All sides of training will be able to find ‘research’ that supports there perspective and some may not know much about the other perspectives because they are not looking for them. Most articles will have a bias due to the magazine or company ethos or customer base and the personal opinion of the writer, therefor they may only pick the points from the research paper that endorses what it wants to publish.
All you can do is read as much from different sources as possible (not just about the approach you currently follow) then consider your horse as the prey species he or she is, their personality, what you want to achieve and what you believe about the rights of other species.
Then consider the four quadrants – adding punishment (+P), negative punishment (-P), negative reinforcement (-R) and positive reinforcement (+P). If you could learn how to reward behaviour and never feel the need to use force or something unpleasant, why would that not be the first place you would want to start?
Some people would like to pick andup choose from the quadrants but if you think about it this can be confusing and reduce efficacy. Animals that have received punishment for their efforts often worry about getting the answer to your question wrong and experiencing something negative. Whereas horses only trained with +R have an increased willingness to offer you behaviours because they are confident you wont hurt them.
A debate continues about whether you can use any form of pressure alongside positive reinforcement and the view to which I agree and explained to me by a highly experienced and registered horse behaviourist (who has past experience from other quadrants as well) was that pressure is ok if it does not hold any negative connotation to the individual horse i.e. if the horse is young, unhandled or raised on +R you can teach them that your touch to their flank in order to ask them to step sideways (for example) is just the cue for the action that is followed by the reward.

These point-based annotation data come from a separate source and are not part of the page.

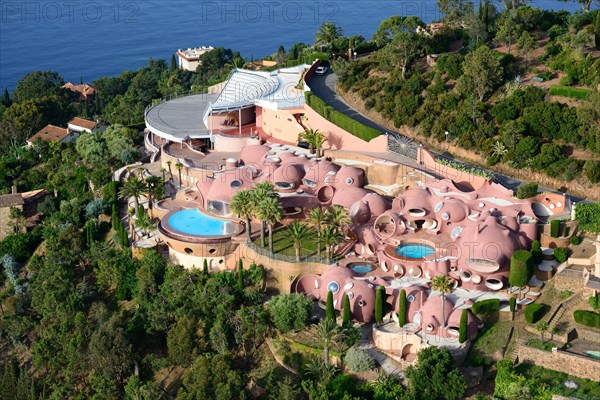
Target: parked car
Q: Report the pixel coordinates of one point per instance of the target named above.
(321, 71)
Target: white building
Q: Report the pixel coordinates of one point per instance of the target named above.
(190, 59)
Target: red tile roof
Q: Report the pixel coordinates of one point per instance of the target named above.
(83, 123)
(50, 133)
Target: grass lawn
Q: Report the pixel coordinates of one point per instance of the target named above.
(283, 245)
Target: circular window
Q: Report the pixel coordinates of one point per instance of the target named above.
(333, 287)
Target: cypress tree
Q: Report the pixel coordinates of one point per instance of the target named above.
(402, 308)
(347, 313)
(329, 311)
(379, 304)
(240, 275)
(462, 328)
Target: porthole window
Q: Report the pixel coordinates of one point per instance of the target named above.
(333, 287)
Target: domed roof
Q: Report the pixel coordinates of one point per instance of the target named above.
(253, 153)
(495, 242)
(318, 171)
(377, 203)
(452, 210)
(349, 177)
(348, 196)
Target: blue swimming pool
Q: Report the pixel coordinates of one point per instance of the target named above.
(362, 268)
(194, 222)
(414, 250)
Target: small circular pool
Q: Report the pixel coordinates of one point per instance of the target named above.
(361, 268)
(196, 223)
(414, 250)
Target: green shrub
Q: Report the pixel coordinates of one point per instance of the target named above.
(534, 312)
(588, 216)
(574, 93)
(486, 306)
(536, 252)
(521, 268)
(554, 227)
(512, 304)
(587, 318)
(527, 190)
(359, 360)
(348, 124)
(561, 254)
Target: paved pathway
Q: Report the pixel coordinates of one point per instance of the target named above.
(324, 87)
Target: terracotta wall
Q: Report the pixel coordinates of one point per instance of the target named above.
(569, 363)
(338, 139)
(279, 124)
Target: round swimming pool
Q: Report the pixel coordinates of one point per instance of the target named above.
(414, 250)
(196, 223)
(362, 268)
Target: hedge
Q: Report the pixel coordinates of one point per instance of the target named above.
(554, 227)
(574, 93)
(534, 312)
(588, 216)
(486, 306)
(348, 124)
(587, 318)
(527, 190)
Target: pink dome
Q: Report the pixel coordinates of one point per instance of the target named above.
(349, 177)
(317, 172)
(348, 196)
(253, 154)
(377, 203)
(288, 176)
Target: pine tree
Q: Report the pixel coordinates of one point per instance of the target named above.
(347, 313)
(379, 304)
(402, 308)
(462, 328)
(240, 275)
(329, 311)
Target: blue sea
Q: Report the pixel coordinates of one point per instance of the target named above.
(89, 39)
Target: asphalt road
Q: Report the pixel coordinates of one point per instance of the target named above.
(324, 87)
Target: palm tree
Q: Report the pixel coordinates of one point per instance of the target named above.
(327, 333)
(241, 204)
(542, 327)
(155, 187)
(297, 232)
(317, 217)
(133, 187)
(170, 170)
(338, 217)
(308, 136)
(179, 167)
(319, 140)
(328, 32)
(261, 191)
(331, 236)
(442, 284)
(273, 213)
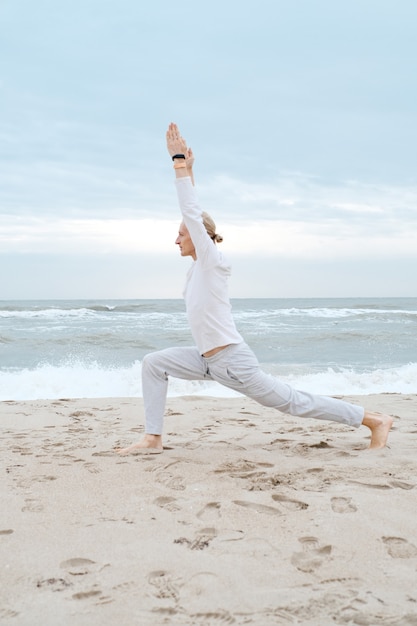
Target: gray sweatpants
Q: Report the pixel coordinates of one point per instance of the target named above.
(236, 367)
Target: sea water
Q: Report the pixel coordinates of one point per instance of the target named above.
(94, 348)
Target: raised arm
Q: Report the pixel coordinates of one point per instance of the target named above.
(177, 145)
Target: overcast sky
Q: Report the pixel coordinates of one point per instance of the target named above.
(302, 116)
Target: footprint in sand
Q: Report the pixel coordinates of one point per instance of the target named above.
(343, 505)
(32, 505)
(164, 587)
(210, 512)
(77, 566)
(258, 508)
(311, 557)
(168, 503)
(292, 505)
(202, 540)
(54, 584)
(400, 548)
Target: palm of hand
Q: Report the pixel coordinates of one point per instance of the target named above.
(175, 143)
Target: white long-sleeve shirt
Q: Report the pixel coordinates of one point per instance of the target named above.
(206, 292)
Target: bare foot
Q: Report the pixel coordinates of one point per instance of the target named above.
(379, 425)
(151, 444)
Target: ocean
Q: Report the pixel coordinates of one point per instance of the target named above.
(87, 349)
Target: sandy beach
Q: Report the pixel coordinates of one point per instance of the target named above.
(248, 517)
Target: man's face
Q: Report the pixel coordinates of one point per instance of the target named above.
(184, 242)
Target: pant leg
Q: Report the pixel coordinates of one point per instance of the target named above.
(185, 363)
(237, 367)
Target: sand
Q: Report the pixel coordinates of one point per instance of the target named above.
(248, 517)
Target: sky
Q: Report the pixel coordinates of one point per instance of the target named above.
(302, 116)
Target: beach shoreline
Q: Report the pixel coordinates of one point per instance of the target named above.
(248, 517)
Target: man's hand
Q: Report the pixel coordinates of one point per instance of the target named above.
(175, 143)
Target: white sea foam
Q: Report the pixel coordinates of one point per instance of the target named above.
(78, 380)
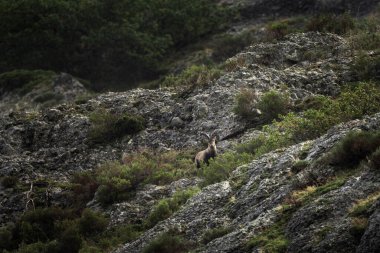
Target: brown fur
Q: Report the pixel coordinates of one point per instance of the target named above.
(205, 155)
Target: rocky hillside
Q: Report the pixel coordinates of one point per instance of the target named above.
(306, 182)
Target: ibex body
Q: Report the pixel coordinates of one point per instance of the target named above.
(210, 152)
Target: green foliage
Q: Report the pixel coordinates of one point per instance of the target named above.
(120, 181)
(220, 167)
(23, 81)
(194, 76)
(166, 207)
(9, 181)
(107, 126)
(353, 148)
(272, 104)
(339, 24)
(354, 102)
(101, 39)
(169, 242)
(214, 233)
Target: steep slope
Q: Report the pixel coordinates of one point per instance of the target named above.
(258, 197)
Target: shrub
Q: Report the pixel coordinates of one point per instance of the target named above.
(168, 243)
(214, 233)
(92, 223)
(220, 167)
(354, 102)
(9, 181)
(194, 76)
(354, 147)
(107, 126)
(246, 102)
(119, 181)
(339, 24)
(272, 104)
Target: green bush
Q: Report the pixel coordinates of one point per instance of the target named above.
(339, 24)
(168, 242)
(354, 147)
(102, 40)
(9, 181)
(272, 104)
(214, 233)
(23, 81)
(119, 181)
(107, 126)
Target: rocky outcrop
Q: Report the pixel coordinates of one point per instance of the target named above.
(54, 143)
(321, 225)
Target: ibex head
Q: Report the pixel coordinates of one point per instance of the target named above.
(210, 152)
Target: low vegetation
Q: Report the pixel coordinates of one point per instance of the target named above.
(354, 147)
(114, 181)
(354, 102)
(107, 126)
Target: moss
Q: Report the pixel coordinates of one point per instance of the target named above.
(214, 233)
(107, 126)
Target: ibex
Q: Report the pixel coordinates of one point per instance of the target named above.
(210, 152)
(29, 198)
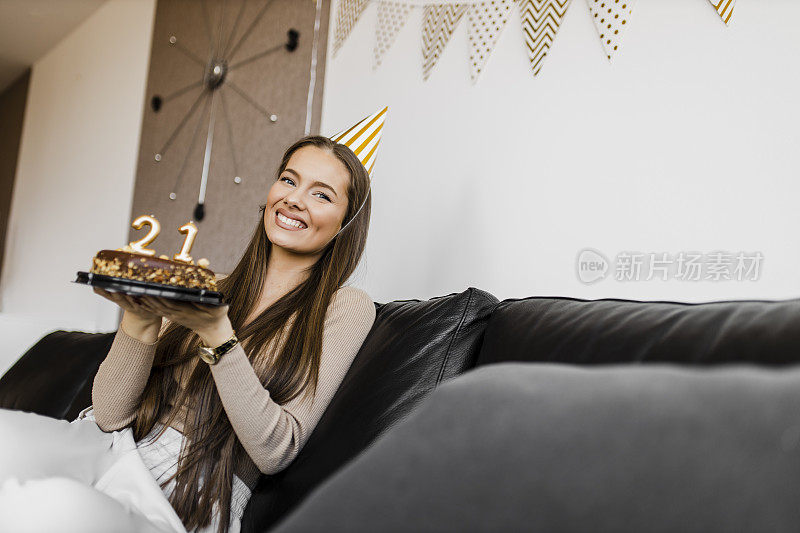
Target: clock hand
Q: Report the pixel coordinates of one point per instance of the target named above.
(200, 210)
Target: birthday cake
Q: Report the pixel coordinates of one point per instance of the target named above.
(127, 264)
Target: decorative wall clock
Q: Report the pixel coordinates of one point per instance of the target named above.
(215, 88)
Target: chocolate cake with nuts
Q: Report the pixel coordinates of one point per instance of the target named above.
(139, 267)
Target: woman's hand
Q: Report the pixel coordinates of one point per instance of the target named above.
(130, 304)
(138, 321)
(211, 323)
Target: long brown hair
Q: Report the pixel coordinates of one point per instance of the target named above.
(211, 449)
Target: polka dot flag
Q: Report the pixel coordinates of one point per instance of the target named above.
(611, 18)
(541, 20)
(486, 22)
(439, 21)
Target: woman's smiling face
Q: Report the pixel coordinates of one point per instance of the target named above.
(312, 189)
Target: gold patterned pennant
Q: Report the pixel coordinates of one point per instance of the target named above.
(346, 17)
(540, 22)
(724, 8)
(486, 22)
(439, 22)
(611, 17)
(391, 18)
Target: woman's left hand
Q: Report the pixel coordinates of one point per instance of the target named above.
(211, 323)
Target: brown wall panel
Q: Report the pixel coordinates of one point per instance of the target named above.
(12, 113)
(277, 81)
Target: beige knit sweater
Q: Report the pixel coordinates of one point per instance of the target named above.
(271, 434)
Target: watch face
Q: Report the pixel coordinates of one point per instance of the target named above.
(207, 355)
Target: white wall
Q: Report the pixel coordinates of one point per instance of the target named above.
(75, 174)
(686, 142)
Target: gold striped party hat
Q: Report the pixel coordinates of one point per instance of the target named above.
(363, 138)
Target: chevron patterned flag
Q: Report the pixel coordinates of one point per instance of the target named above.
(724, 8)
(391, 18)
(486, 22)
(439, 22)
(540, 22)
(364, 137)
(611, 17)
(346, 17)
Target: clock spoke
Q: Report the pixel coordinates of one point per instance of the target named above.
(272, 117)
(257, 56)
(227, 119)
(188, 151)
(229, 40)
(207, 157)
(188, 53)
(249, 29)
(181, 91)
(218, 49)
(182, 123)
(207, 22)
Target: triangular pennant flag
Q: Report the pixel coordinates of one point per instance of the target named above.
(363, 138)
(439, 22)
(486, 22)
(724, 8)
(346, 17)
(540, 22)
(391, 18)
(611, 17)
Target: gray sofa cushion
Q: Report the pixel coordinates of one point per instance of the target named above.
(551, 447)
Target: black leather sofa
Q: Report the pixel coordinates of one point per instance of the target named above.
(423, 355)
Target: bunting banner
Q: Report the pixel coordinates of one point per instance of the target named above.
(610, 18)
(346, 17)
(540, 20)
(724, 8)
(486, 22)
(392, 16)
(439, 22)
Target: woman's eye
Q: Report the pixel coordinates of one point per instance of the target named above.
(290, 180)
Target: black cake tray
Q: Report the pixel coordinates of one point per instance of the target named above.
(146, 288)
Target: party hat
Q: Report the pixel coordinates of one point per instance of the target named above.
(363, 138)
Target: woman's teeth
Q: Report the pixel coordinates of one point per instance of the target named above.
(289, 221)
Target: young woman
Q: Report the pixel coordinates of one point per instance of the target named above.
(205, 429)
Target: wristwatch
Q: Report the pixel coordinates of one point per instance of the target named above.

However a crossover horse that has come from more traditional training backgrounds will experince a conflict of emotions as you apply pressure and give them a reward but they have past experience that pressure was a negative thing and therefore you are better off trying to teach them to move towards a target and later add a verbal cue so as it is clearly differentiated.
Whatever you decide we must remember not to ridicule those whose perspective differs. We are only as good as our knowledge and experience at that point and some people may not have had much exposure to what you believe in. However, do discuss your views with rational and evidence. Do not be shy about moving away from the crowd.